Lighten up, it's The City joke thread..........:-))

This is the spirit, it's good to see some blues still have the famous, self-depricative, typical City sense of humour!

Q: What do a Man City player and someone on the dole have in common?

A: They're lazy and get paid for doing fuck all.

(NOTE: I am currently on the dole, so don't take offence!)
 
At the end of the season, the Chairman was asking the players where they were going for their holidays.

Barbados, Florida, Italy, Greece, they all shouted.

One player did'nt say anything though, so after the excitement had died down, he went up to him and asked him again 'Where are you going on holiday?.

'Blackpool'

'Blackpool? You earn millions every year, you can go wherever you want to, and you want to go to Blackpool?'

'Yeah, I know, but just once in my life, I want a ride in an open top bus!.
 
Fowlers Penalty Miss said:
At the end of the season, the Chairman was asking the players where they were going for their holidays.

Barbados, Florida, Italy, Greece, they all shouted.

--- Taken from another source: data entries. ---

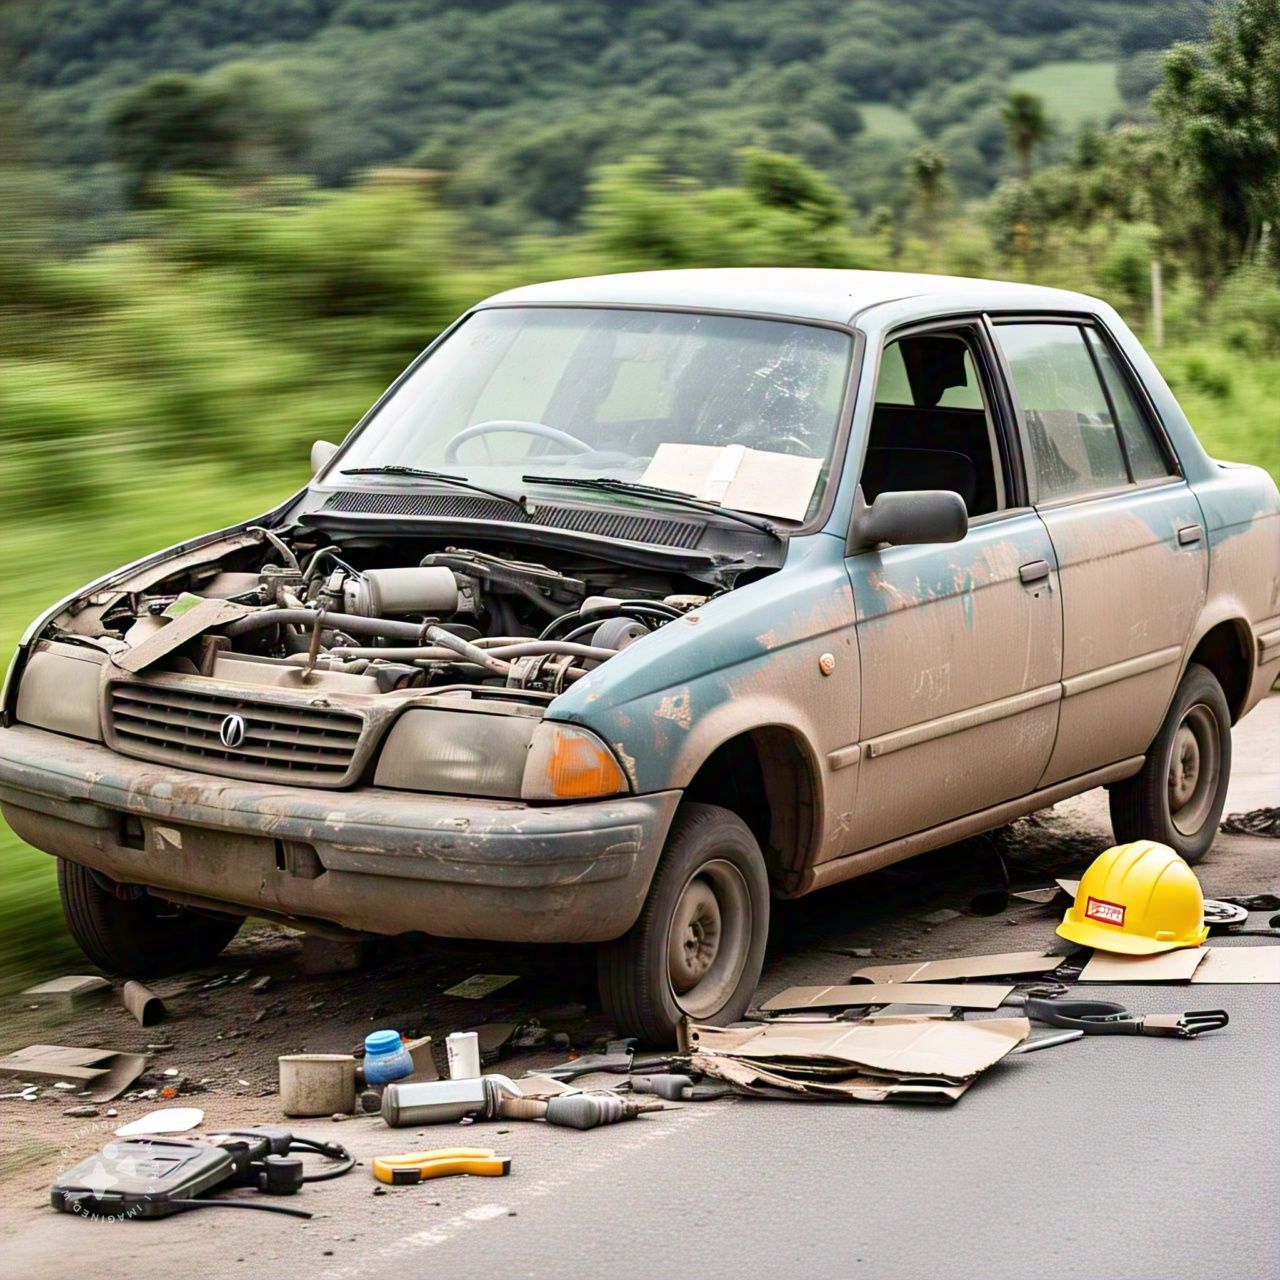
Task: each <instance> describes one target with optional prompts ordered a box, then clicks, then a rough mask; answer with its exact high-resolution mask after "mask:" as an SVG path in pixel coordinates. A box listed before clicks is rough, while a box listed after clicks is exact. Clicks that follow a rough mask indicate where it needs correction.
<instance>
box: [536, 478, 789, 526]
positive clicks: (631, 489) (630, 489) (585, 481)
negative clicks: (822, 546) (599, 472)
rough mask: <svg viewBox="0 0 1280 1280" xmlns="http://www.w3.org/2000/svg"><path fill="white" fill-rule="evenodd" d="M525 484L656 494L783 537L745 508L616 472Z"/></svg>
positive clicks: (767, 521) (671, 499)
mask: <svg viewBox="0 0 1280 1280" xmlns="http://www.w3.org/2000/svg"><path fill="white" fill-rule="evenodd" d="M520 479H521V480H522V481H524V483H525V484H558V485H564V486H566V488H570V489H591V490H594V492H596V493H621V494H630V495H631V497H635V498H653V499H654V500H655V502H664V503H667V504H668V506H673V507H686V508H687V509H690V511H705V512H708V513H709V515H713V516H727V517H728V518H730V520H736V521H737V522H739V524H740V525H746V526H748V529H758V530H760V532H764V534H769V535H771V536H773V538H781V536H782V535H781V534H780V532H778V526H777V525H774V524H773V521H771V520H764V518H763V517H762V516H750V515H748V513H746V512H745V511H736V509H735V508H733V507H721V506H719V504H718V503H714V502H705V500H703V499H701V498H695V497H694V495H692V494H689V493H681V492H680V490H678V489H659V488H658V486H657V485H652V484H640V483H639V481H637V480H617V479H614V477H613V476H595V477H594V479H591V477H589V476H521V477H520Z"/></svg>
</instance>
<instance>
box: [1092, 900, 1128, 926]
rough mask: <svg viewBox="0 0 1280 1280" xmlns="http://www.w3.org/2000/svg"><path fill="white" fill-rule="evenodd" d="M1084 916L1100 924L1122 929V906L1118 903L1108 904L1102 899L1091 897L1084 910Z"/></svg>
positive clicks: (1122, 923)
mask: <svg viewBox="0 0 1280 1280" xmlns="http://www.w3.org/2000/svg"><path fill="white" fill-rule="evenodd" d="M1084 914H1085V915H1087V916H1088V918H1089V919H1091V920H1097V922H1100V923H1101V924H1116V925H1119V927H1120V928H1124V906H1123V905H1121V904H1120V902H1108V901H1107V900H1106V899H1103V897H1091V899H1089V901H1088V904H1087V905H1085V908H1084Z"/></svg>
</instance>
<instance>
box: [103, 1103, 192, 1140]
mask: <svg viewBox="0 0 1280 1280" xmlns="http://www.w3.org/2000/svg"><path fill="white" fill-rule="evenodd" d="M108 1115H113V1112H111V1111H108ZM204 1119H205V1112H204V1111H201V1110H200V1107H160V1108H159V1110H157V1111H148V1112H147V1114H146V1115H145V1116H138V1117H137V1119H136V1120H131V1121H128V1124H122V1125H120V1128H119V1129H116V1130H115V1137H116V1138H141V1137H145V1135H146V1134H161V1133H187V1130H188V1129H196V1128H198V1126H200V1124H201V1123H202V1121H204Z"/></svg>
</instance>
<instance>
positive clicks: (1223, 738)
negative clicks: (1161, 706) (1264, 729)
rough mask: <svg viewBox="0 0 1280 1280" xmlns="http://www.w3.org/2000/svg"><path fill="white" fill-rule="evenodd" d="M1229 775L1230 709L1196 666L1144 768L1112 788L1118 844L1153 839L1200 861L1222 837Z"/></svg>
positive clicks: (1149, 755) (1202, 668)
mask: <svg viewBox="0 0 1280 1280" xmlns="http://www.w3.org/2000/svg"><path fill="white" fill-rule="evenodd" d="M1230 777H1231V709H1230V708H1229V707H1228V705H1226V695H1225V694H1224V692H1222V686H1221V685H1220V684H1219V682H1217V677H1216V676H1215V675H1213V673H1212V672H1211V671H1210V669H1208V668H1207V667H1202V666H1199V664H1198V663H1192V664H1190V666H1189V667H1188V668H1187V673H1185V675H1184V676H1183V678H1181V682H1180V684H1179V686H1178V689H1176V691H1175V692H1174V700H1172V704H1171V705H1170V708H1169V714H1167V716H1165V722H1164V724H1161V726H1160V732H1158V733H1157V735H1156V737H1155V740H1153V741H1152V744H1151V746H1149V748H1148V749H1147V763H1146V764H1143V767H1142V769H1140V771H1139V772H1138V773H1135V774H1134V776H1133V777H1132V778H1125V781H1124V782H1117V783H1116V785H1115V786H1112V787H1111V829H1112V832H1114V833H1115V838H1116V840H1117V841H1119V842H1121V844H1124V842H1126V841H1130V840H1156V841H1158V842H1160V844H1162V845H1169V847H1170V849H1172V850H1174V851H1175V852H1178V854H1180V855H1181V856H1183V859H1184V860H1185V861H1188V863H1198V861H1199V860H1201V859H1202V858H1203V856H1204V855H1206V854H1207V852H1208V850H1210V846H1211V845H1212V844H1213V837H1215V836H1216V835H1217V824H1219V822H1220V820H1221V818H1222V806H1224V805H1225V804H1226V785H1228V782H1229V780H1230Z"/></svg>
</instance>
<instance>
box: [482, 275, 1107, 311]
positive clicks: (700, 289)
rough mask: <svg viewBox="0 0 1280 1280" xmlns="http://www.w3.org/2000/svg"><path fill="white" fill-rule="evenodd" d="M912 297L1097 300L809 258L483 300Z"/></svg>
mask: <svg viewBox="0 0 1280 1280" xmlns="http://www.w3.org/2000/svg"><path fill="white" fill-rule="evenodd" d="M904 298H916V300H919V302H920V306H919V311H920V314H922V315H927V314H928V312H929V311H931V310H933V307H934V305H936V306H938V307H941V308H943V310H955V307H956V305H957V303H961V305H964V306H973V307H977V308H984V310H991V308H1005V307H1007V308H1019V310H1025V308H1029V310H1034V308H1044V310H1051V311H1093V310H1096V308H1097V307H1098V306H1100V303H1098V302H1097V300H1096V298H1091V297H1088V296H1087V294H1083V293H1073V292H1070V291H1068V289H1051V288H1046V287H1044V285H1039V284H1020V283H1016V282H1011V280H980V279H969V278H965V276H959V275H919V274H913V273H909V271H842V270H828V269H822V268H808V266H741V268H737V266H735V268H710V269H696V270H676V271H628V273H625V274H620V275H586V276H580V278H577V279H571V280H548V282H547V283H545V284H526V285H524V287H521V288H516V289H508V291H506V292H504V293H497V294H494V296H493V297H492V298H486V300H485V301H484V302H483V303H480V306H511V305H518V303H535V305H543V306H545V305H549V303H557V302H559V303H566V305H571V306H581V305H590V303H595V305H600V306H635V307H675V308H678V310H699V311H745V312H754V314H758V315H777V316H792V317H795V319H797V320H820V321H827V323H836V324H846V323H849V321H850V320H851V319H852V317H854V316H856V315H858V314H859V312H861V311H865V310H867V308H868V307H872V306H877V305H879V303H884V302H897V301H900V300H904Z"/></svg>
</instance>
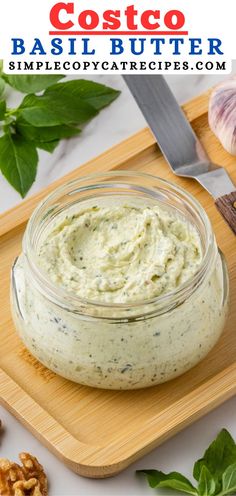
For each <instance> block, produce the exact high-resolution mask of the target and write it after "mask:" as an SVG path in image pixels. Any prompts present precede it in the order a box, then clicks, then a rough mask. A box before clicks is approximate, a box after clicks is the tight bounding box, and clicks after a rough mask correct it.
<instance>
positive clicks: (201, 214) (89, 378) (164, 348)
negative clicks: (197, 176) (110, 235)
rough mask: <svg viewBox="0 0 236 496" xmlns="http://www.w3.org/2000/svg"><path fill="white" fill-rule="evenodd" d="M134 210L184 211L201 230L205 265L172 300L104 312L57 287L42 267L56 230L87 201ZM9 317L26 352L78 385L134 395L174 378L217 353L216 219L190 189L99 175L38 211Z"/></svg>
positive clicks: (221, 261) (13, 296)
mask: <svg viewBox="0 0 236 496" xmlns="http://www.w3.org/2000/svg"><path fill="white" fill-rule="evenodd" d="M104 198H105V199H106V202H107V201H108V202H109V201H111V202H113V201H114V199H115V198H116V199H117V201H119V199H123V198H125V199H126V200H127V199H129V201H135V202H136V201H138V202H144V203H145V204H146V203H147V202H149V203H152V204H155V203H157V202H158V203H159V204H164V206H165V208H166V207H167V208H171V209H177V210H178V211H179V212H180V213H181V215H182V216H185V218H186V219H188V221H191V222H192V223H193V224H194V225H195V226H196V228H197V229H198V232H199V235H200V238H201V244H202V250H203V260H202V263H201V264H200V266H199V268H198V270H197V272H196V274H195V275H194V276H193V277H192V278H191V279H189V280H188V281H187V282H186V283H185V284H183V285H182V286H180V287H178V288H177V289H176V290H175V291H173V292H171V293H168V294H164V295H162V296H160V297H157V298H153V299H152V300H146V301H144V302H142V303H140V302H139V303H138V304H112V305H111V304H105V305H103V304H100V303H94V302H92V301H88V300H85V299H81V298H79V297H78V296H75V295H73V294H71V293H69V292H67V291H66V290H64V289H62V288H59V287H57V286H55V285H54V284H53V283H52V282H51V281H50V280H49V278H47V275H45V274H44V273H43V272H42V270H41V269H40V267H39V266H38V263H37V249H38V247H39V244H40V240H41V239H42V236H43V233H45V230H46V229H47V228H48V226H49V224H50V223H51V222H52V221H54V220H55V218H56V217H57V216H58V215H60V214H61V213H62V212H65V211H66V210H68V209H70V208H74V206H75V205H80V206H81V205H82V206H83V205H85V204H87V202H90V201H92V202H94V200H96V203H98V202H102V201H103V200H104ZM11 288H12V289H11V301H12V314H13V318H14V322H15V325H16V328H17V330H18V333H19V335H20V337H21V339H22V340H23V342H24V344H25V346H26V347H27V348H28V349H29V351H30V352H31V353H32V354H33V355H34V356H35V357H36V358H37V359H38V360H39V361H40V362H42V363H43V364H44V365H45V366H46V367H48V368H49V369H51V370H53V371H54V372H56V373H58V374H60V375H62V376H63V377H66V378H68V379H70V380H72V381H75V382H78V383H81V384H85V385H89V386H94V387H98V388H106V389H136V388H142V387H148V386H152V385H155V384H159V383H162V382H165V381H167V380H170V379H173V378H174V377H177V376H179V375H180V374H182V373H184V372H185V371H187V370H188V369H190V368H191V367H193V366H194V365H196V364H197V363H198V362H199V361H200V360H202V359H203V358H204V357H205V356H206V355H207V353H208V352H209V351H210V350H211V349H212V347H213V346H214V345H215V343H216V342H217V340H218V339H219V337H220V335H221V333H222V330H223V328H224V324H225V319H226V316H227V310H228V275H227V267H226V264H225V261H224V258H223V256H222V254H221V252H219V250H218V248H217V245H216V240H215V236H214V234H213V231H212V228H211V224H210V222H209V219H208V217H207V215H206V213H205V211H204V210H203V208H202V207H201V206H200V204H199V203H198V202H197V201H196V200H195V199H194V198H193V197H192V196H190V195H189V194H187V193H186V192H185V191H184V190H183V189H181V188H179V187H177V186H175V185H173V184H171V183H169V182H167V181H164V180H162V179H159V178H157V177H154V176H151V175H148V174H141V173H135V172H125V171H119V172H109V173H101V174H95V175H91V176H87V177H84V178H82V179H79V180H76V181H73V182H70V183H68V184H66V185H64V186H62V187H60V188H58V189H57V190H55V191H54V192H53V193H52V194H50V195H49V196H48V197H47V198H46V199H45V200H44V201H43V202H42V203H40V204H39V206H38V207H37V208H36V210H35V211H34V213H33V215H32V216H31V219H30V220H29V223H28V225H27V228H26V232H25V235H24V239H23V253H22V254H21V255H20V257H19V258H18V259H17V260H16V261H15V263H14V265H13V269H12V286H11Z"/></svg>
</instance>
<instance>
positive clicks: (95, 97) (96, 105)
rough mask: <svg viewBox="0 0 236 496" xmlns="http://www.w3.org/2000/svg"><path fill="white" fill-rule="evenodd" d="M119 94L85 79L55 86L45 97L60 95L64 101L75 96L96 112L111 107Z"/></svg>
mask: <svg viewBox="0 0 236 496" xmlns="http://www.w3.org/2000/svg"><path fill="white" fill-rule="evenodd" d="M119 94H120V91H117V90H114V89H113V88H109V87H108V86H104V85H103V84H99V83H95V82H94V81H87V80H85V79H78V80H76V79H75V80H72V81H67V82H65V83H59V84H54V85H53V86H50V88H48V89H47V90H46V91H45V95H51V96H52V95H54V96H55V95H60V98H61V99H62V100H63V99H64V98H65V97H67V96H68V95H73V96H74V97H75V98H76V99H77V98H79V99H80V100H84V101H86V102H87V103H89V104H90V105H92V107H94V108H95V109H96V110H101V109H102V108H104V107H106V106H107V105H109V104H110V103H111V102H113V100H115V99H116V98H117V96H118V95H119Z"/></svg>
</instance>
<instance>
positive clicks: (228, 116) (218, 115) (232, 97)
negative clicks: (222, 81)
mask: <svg viewBox="0 0 236 496" xmlns="http://www.w3.org/2000/svg"><path fill="white" fill-rule="evenodd" d="M208 118H209V125H210V128H211V130H212V131H213V133H214V134H215V135H216V136H217V138H218V139H219V141H220V142H221V144H222V145H223V147H224V148H225V150H227V152H229V153H231V155H236V77H233V78H231V79H229V80H227V81H224V82H223V83H221V84H220V85H218V86H216V88H215V89H214V90H213V92H212V94H211V96H210V101H209V113H208Z"/></svg>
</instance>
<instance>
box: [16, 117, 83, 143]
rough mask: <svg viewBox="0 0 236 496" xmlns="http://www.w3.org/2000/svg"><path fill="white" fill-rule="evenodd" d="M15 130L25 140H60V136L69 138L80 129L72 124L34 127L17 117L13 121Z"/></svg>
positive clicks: (76, 133)
mask: <svg viewBox="0 0 236 496" xmlns="http://www.w3.org/2000/svg"><path fill="white" fill-rule="evenodd" d="M15 129H16V131H17V132H18V133H19V134H21V135H22V136H24V138H26V139H27V140H30V141H38V142H48V141H55V140H60V139H62V138H71V137H72V136H77V135H78V134H79V133H80V132H81V130H80V129H78V128H76V127H73V126H66V125H60V126H51V127H35V126H32V124H30V123H29V122H27V121H25V120H24V119H23V118H22V117H18V119H17V120H16V122H15Z"/></svg>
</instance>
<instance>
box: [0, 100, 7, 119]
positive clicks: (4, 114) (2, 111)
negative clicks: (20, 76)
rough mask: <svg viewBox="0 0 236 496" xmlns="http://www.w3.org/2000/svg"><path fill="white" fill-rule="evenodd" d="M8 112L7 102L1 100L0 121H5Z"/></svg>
mask: <svg viewBox="0 0 236 496" xmlns="http://www.w3.org/2000/svg"><path fill="white" fill-rule="evenodd" d="M5 112H6V102H5V100H0V121H3V120H4V117H5Z"/></svg>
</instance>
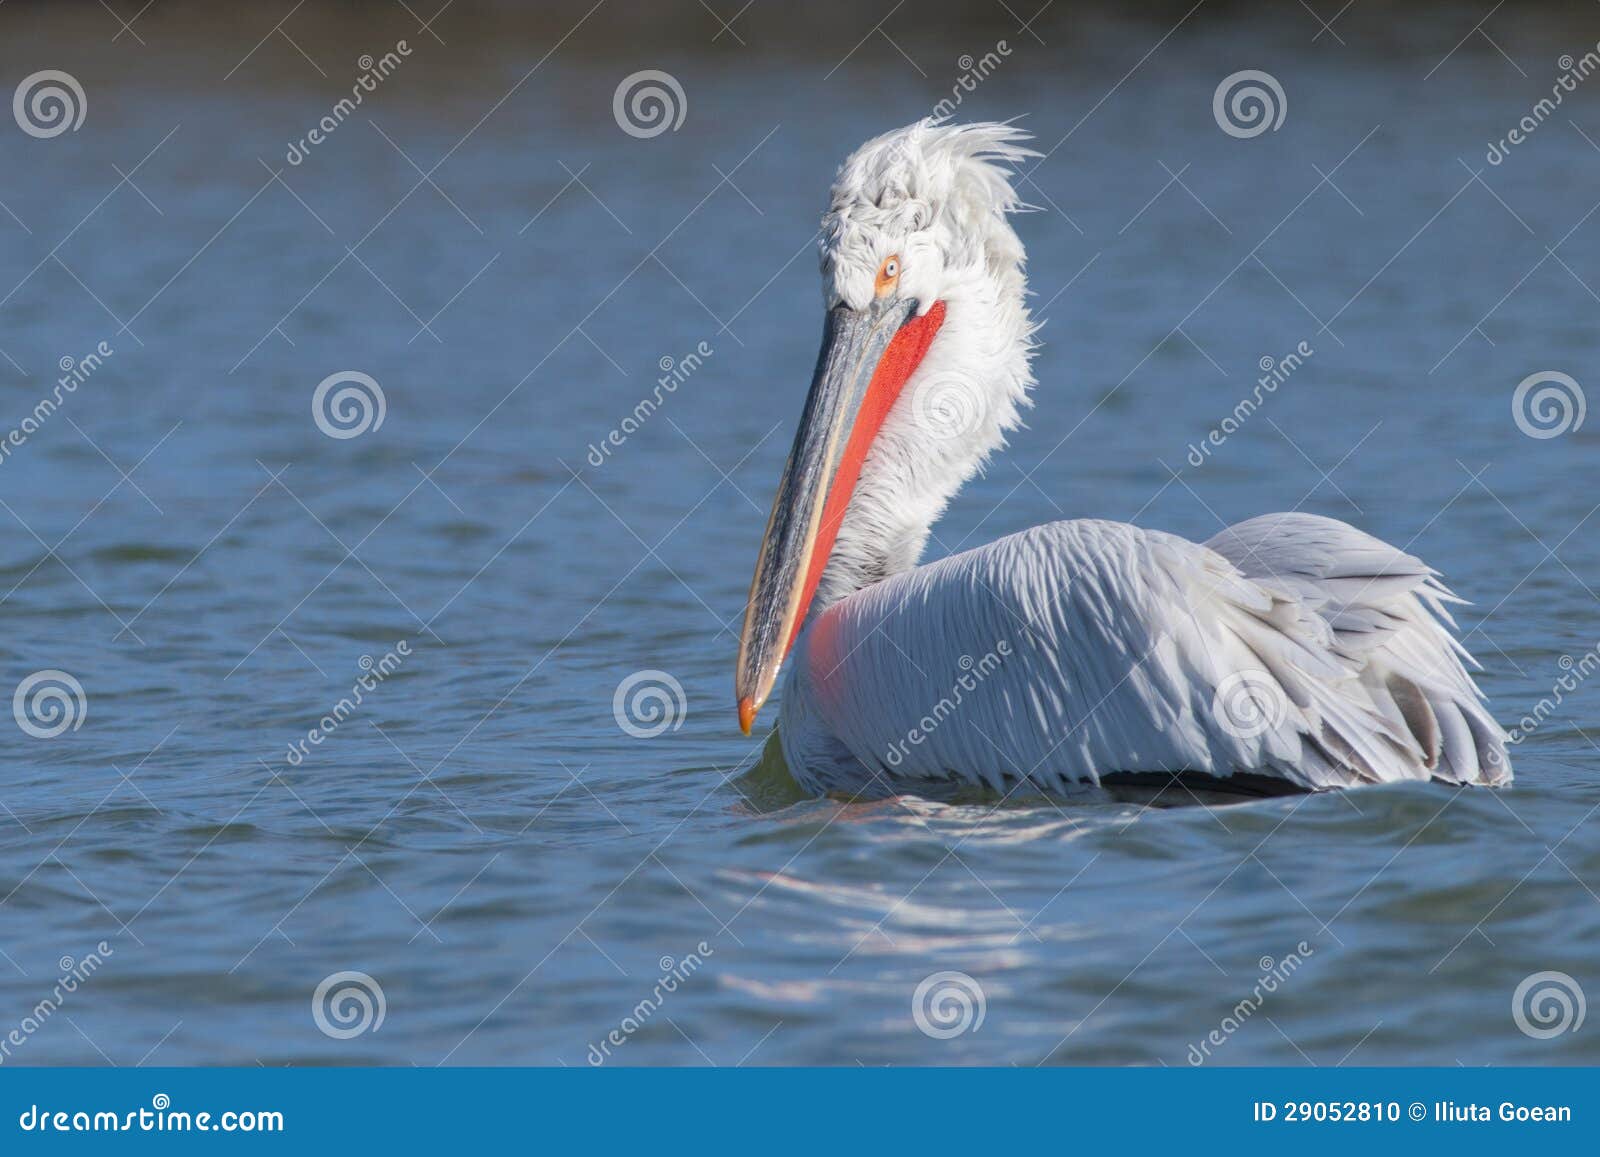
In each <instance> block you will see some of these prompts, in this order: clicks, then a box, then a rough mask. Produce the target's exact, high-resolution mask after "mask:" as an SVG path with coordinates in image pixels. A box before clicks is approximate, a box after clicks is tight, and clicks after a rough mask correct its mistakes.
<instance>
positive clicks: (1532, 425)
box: [1510, 370, 1587, 440]
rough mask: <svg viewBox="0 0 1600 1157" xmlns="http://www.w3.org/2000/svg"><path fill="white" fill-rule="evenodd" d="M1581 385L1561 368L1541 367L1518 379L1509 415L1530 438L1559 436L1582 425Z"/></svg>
mask: <svg viewBox="0 0 1600 1157" xmlns="http://www.w3.org/2000/svg"><path fill="white" fill-rule="evenodd" d="M1586 413H1587V405H1586V398H1584V387H1582V386H1579V384H1578V381H1576V379H1574V378H1573V376H1571V374H1566V373H1562V371H1560V370H1541V371H1539V373H1531V374H1528V376H1526V378H1523V379H1522V381H1520V382H1517V389H1515V392H1514V394H1512V395H1510V416H1512V419H1514V421H1515V422H1517V429H1518V430H1522V432H1523V434H1526V435H1528V437H1530V438H1541V440H1544V438H1558V437H1560V435H1563V434H1566V432H1568V430H1576V429H1579V427H1581V426H1582V424H1584V414H1586Z"/></svg>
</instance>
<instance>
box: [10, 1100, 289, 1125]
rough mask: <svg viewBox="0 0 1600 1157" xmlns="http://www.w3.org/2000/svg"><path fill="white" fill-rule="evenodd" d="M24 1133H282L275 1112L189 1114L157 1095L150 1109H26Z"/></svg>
mask: <svg viewBox="0 0 1600 1157" xmlns="http://www.w3.org/2000/svg"><path fill="white" fill-rule="evenodd" d="M16 1125H18V1128H21V1130H22V1131H24V1133H282V1131H283V1114H282V1112H278V1111H275V1109H264V1111H262V1109H224V1111H222V1112H210V1111H202V1112H189V1111H186V1109H173V1098H170V1096H168V1095H166V1093H157V1095H155V1096H152V1098H150V1107H149V1109H130V1111H128V1112H109V1111H106V1109H48V1107H45V1109H42V1107H40V1106H37V1104H30V1106H29V1107H26V1109H24V1111H22V1112H21V1114H19V1115H18V1119H16Z"/></svg>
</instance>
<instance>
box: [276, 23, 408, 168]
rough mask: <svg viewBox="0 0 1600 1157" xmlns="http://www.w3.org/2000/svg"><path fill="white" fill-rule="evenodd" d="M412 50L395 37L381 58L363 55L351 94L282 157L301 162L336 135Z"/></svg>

One player did'nt say anything though, so after the excitement had died down, he went up to him and asked him again 'Where are you going on holiday?.

'Blackpool'

'Blackpool? You earn millions every year, you can go wherever you want to, and you want to go to Blackpool?'

'Yeah, I know, but just once in my life, I want a ride in an open top bus!.


rofl.gif
 
Roberto Mancini has his scouting team all over the world, but recieve's a phone call from one that takes his attention.

The scout is out in Iraq looking at the young talent in a club match. He spots this 16 year old playing upfront, who has scored a hat trick in the first 5 minutes. By half time tha lad has scored all 9 of his teams goals.

The scout phone's Mancio, "Bobby, Bobby. Your not going to believe it! I've found a wonderkid out in Iraq. He's 16 and scored 9 goals in the first half. We have to sign him."

Mancini agrees to give the youngster a trial, is impressed and signs him during the transfer window.

Injuries take their toll on City, who have made the FA Cup final against United. And only have 1 fit recognised striker. So Mancini decides to put the young lad on the bench. With 5 minutes to go in the game City are losing 1-0 and Adebayor has come off injured.

Roberto turns round to the young Iraqi and says, "Right son, its your time. Go and make a name for yourself."

The 16 year old runs onto the field and with his first touch scores the equaliser. 5 minutes later, City have won 3-1 with the young Iraqi scoring a hat trick. The fans are chanting his name, all the City players have him up on their shoulders.

He gets down and runs down the tunnel at Wembley. Gets to his phone and calls his Mum.

"Mum, Mum, your never going to believe it. Im a hero. I scored a hat trick on my debut, won City the FA Cup, scored with my first touch and everyone is chanting my name."

He here's his mum sobbing on the other end of the line. He says, "Is everything alright mum?"

His mum replies, "No, your dad has been murdered, and your sister has been raped and kidnapped."

The Iraqi says, "Mum, i dont know what to say. Im so sorry"

His mum replies, "So you should be you little wanker. It was your idea to move to Manchester"
 
Apparently at the Liverpool game on sunday 6 City fans were arrested trying to climb over the wall.

The police returned them to their seats and made them watch the rest of the game like everyone else.